Focusing on the severe housing shortage, it shows how a young couple along with their daughter is forced to live with the husband’s parents and siblings in a cramped up one-room apartment in Budapest. So many people sharing such a small space creates a volatile situation in the house and there are endless conflicts which eventually lead to despair and an intense sense of suffocation.

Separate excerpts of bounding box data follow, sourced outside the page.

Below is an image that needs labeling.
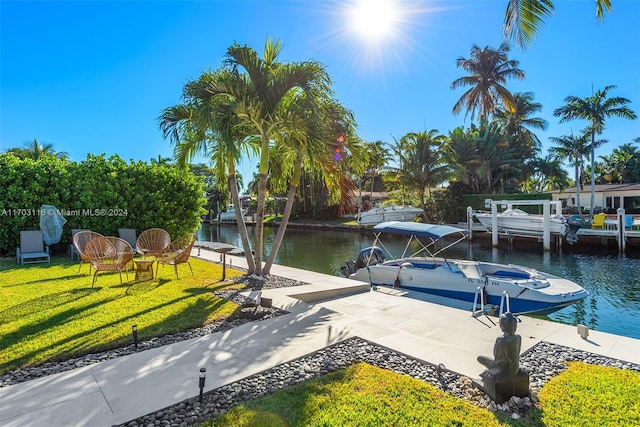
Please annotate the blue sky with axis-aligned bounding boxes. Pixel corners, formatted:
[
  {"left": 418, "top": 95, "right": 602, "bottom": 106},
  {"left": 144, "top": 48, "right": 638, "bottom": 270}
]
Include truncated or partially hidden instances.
[{"left": 0, "top": 0, "right": 640, "bottom": 187}]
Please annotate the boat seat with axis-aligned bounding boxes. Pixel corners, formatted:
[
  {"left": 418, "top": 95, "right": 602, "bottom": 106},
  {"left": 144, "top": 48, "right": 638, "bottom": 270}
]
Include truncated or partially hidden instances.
[
  {"left": 412, "top": 262, "right": 440, "bottom": 270},
  {"left": 491, "top": 270, "right": 531, "bottom": 279}
]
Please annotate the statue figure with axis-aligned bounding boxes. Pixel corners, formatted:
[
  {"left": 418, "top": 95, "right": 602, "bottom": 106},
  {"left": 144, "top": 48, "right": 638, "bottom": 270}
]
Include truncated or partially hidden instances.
[
  {"left": 478, "top": 313, "right": 529, "bottom": 403},
  {"left": 478, "top": 313, "right": 522, "bottom": 379}
]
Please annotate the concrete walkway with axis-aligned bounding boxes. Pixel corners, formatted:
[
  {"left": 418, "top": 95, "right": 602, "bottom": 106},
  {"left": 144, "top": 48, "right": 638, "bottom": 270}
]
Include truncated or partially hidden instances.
[{"left": 0, "top": 250, "right": 640, "bottom": 427}]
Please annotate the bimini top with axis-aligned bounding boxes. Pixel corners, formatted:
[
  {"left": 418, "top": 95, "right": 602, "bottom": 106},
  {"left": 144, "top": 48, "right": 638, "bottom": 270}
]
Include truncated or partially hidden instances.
[{"left": 373, "top": 221, "right": 469, "bottom": 241}]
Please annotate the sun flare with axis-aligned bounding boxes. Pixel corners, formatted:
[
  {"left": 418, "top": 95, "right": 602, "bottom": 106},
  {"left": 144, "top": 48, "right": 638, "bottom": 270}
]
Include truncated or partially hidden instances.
[{"left": 349, "top": 0, "right": 401, "bottom": 41}]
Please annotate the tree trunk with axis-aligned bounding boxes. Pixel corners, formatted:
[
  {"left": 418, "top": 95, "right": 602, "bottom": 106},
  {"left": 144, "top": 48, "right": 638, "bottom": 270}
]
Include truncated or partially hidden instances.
[
  {"left": 229, "top": 171, "right": 256, "bottom": 274},
  {"left": 262, "top": 154, "right": 302, "bottom": 276},
  {"left": 254, "top": 134, "right": 269, "bottom": 276},
  {"left": 589, "top": 130, "right": 596, "bottom": 222},
  {"left": 575, "top": 164, "right": 582, "bottom": 215}
]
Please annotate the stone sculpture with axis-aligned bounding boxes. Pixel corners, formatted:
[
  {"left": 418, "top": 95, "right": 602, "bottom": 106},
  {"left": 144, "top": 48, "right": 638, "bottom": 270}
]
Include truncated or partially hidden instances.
[{"left": 478, "top": 313, "right": 529, "bottom": 403}]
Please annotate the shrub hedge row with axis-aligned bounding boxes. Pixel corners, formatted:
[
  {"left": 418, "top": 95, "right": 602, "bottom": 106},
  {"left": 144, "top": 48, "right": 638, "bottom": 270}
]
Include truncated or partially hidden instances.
[{"left": 0, "top": 153, "right": 206, "bottom": 256}]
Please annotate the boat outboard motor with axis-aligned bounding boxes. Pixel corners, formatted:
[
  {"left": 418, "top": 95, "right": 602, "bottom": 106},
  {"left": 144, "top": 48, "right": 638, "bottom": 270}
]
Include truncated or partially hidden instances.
[
  {"left": 566, "top": 215, "right": 584, "bottom": 245},
  {"left": 355, "top": 246, "right": 384, "bottom": 270},
  {"left": 340, "top": 246, "right": 385, "bottom": 277}
]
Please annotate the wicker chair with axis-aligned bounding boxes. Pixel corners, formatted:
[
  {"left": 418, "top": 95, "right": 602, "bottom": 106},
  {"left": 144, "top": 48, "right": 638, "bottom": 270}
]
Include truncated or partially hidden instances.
[
  {"left": 136, "top": 228, "right": 171, "bottom": 258},
  {"left": 156, "top": 233, "right": 196, "bottom": 279},
  {"left": 73, "top": 230, "right": 104, "bottom": 273},
  {"left": 85, "top": 236, "right": 133, "bottom": 286}
]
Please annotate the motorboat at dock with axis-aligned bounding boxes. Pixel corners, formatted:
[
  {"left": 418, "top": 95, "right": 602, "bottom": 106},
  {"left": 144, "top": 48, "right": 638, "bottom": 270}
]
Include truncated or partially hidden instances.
[
  {"left": 218, "top": 205, "right": 249, "bottom": 222},
  {"left": 356, "top": 205, "right": 424, "bottom": 225},
  {"left": 342, "top": 221, "right": 588, "bottom": 314},
  {"left": 474, "top": 201, "right": 583, "bottom": 244}
]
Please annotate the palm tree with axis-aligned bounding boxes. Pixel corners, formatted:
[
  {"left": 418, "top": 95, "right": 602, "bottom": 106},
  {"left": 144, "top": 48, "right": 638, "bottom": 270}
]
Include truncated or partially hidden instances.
[
  {"left": 495, "top": 92, "right": 547, "bottom": 159},
  {"left": 443, "top": 127, "right": 480, "bottom": 193},
  {"left": 7, "top": 139, "right": 69, "bottom": 160},
  {"left": 365, "top": 141, "right": 391, "bottom": 196},
  {"left": 549, "top": 134, "right": 589, "bottom": 213},
  {"left": 199, "top": 38, "right": 331, "bottom": 275},
  {"left": 502, "top": 0, "right": 613, "bottom": 49},
  {"left": 158, "top": 70, "right": 255, "bottom": 273},
  {"left": 151, "top": 154, "right": 171, "bottom": 166},
  {"left": 523, "top": 154, "right": 569, "bottom": 193},
  {"left": 472, "top": 120, "right": 524, "bottom": 193},
  {"left": 553, "top": 85, "right": 637, "bottom": 220},
  {"left": 609, "top": 143, "right": 640, "bottom": 184},
  {"left": 262, "top": 94, "right": 355, "bottom": 275},
  {"left": 396, "top": 129, "right": 449, "bottom": 222},
  {"left": 451, "top": 43, "right": 525, "bottom": 120}
]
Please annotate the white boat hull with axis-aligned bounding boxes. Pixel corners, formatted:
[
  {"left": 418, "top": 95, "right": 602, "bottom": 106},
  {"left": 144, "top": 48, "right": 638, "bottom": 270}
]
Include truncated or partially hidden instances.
[
  {"left": 349, "top": 258, "right": 588, "bottom": 314},
  {"left": 343, "top": 222, "right": 588, "bottom": 313},
  {"left": 218, "top": 208, "right": 247, "bottom": 222},
  {"left": 475, "top": 213, "right": 567, "bottom": 236},
  {"left": 357, "top": 205, "right": 423, "bottom": 225}
]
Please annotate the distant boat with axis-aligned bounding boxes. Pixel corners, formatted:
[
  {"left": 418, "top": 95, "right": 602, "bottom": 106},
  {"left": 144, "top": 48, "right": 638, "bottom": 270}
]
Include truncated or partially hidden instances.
[
  {"left": 356, "top": 205, "right": 424, "bottom": 225},
  {"left": 475, "top": 208, "right": 568, "bottom": 236},
  {"left": 218, "top": 205, "right": 249, "bottom": 222}
]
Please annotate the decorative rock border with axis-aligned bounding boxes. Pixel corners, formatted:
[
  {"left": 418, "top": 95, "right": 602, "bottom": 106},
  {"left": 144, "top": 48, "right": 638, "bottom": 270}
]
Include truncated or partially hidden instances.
[{"left": 120, "top": 337, "right": 640, "bottom": 427}]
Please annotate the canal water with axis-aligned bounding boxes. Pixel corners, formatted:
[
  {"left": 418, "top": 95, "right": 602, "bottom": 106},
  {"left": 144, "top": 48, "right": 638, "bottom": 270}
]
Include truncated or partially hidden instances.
[{"left": 198, "top": 224, "right": 640, "bottom": 339}]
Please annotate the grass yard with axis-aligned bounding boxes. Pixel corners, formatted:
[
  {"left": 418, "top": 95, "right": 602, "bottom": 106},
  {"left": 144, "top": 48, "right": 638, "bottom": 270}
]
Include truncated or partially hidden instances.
[
  {"left": 0, "top": 257, "right": 244, "bottom": 374},
  {"left": 202, "top": 363, "right": 640, "bottom": 427}
]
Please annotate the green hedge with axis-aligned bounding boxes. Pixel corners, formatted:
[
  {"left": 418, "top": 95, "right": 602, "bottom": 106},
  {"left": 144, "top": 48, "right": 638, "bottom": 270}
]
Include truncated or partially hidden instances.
[{"left": 0, "top": 153, "right": 206, "bottom": 256}]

The couple’s desperate struggle to get a small government apartment so that they can escape the claustrophobia and salvage their relationship, and the incessant streaming of intense political propaganda through the television all reflect the tyrannical regime that is blind to the plight of its people. Tarr touches upon pressing problems like population explosion, severe housing shortage under the new laws and Government red-tapism
This raw kitchen sink drama is shot in a cinema verite style. Shot in shoe-string budget with non-professional actors, hand-held cameras, environmental sound (juxtaposed by occasional use of jarring pop music), on location shooting, and rough editing, it hardly predicts the stylisations of Satantango or a Werckmeister Harmonies (although the ‘shabby bar’ makes its first appearance in this film).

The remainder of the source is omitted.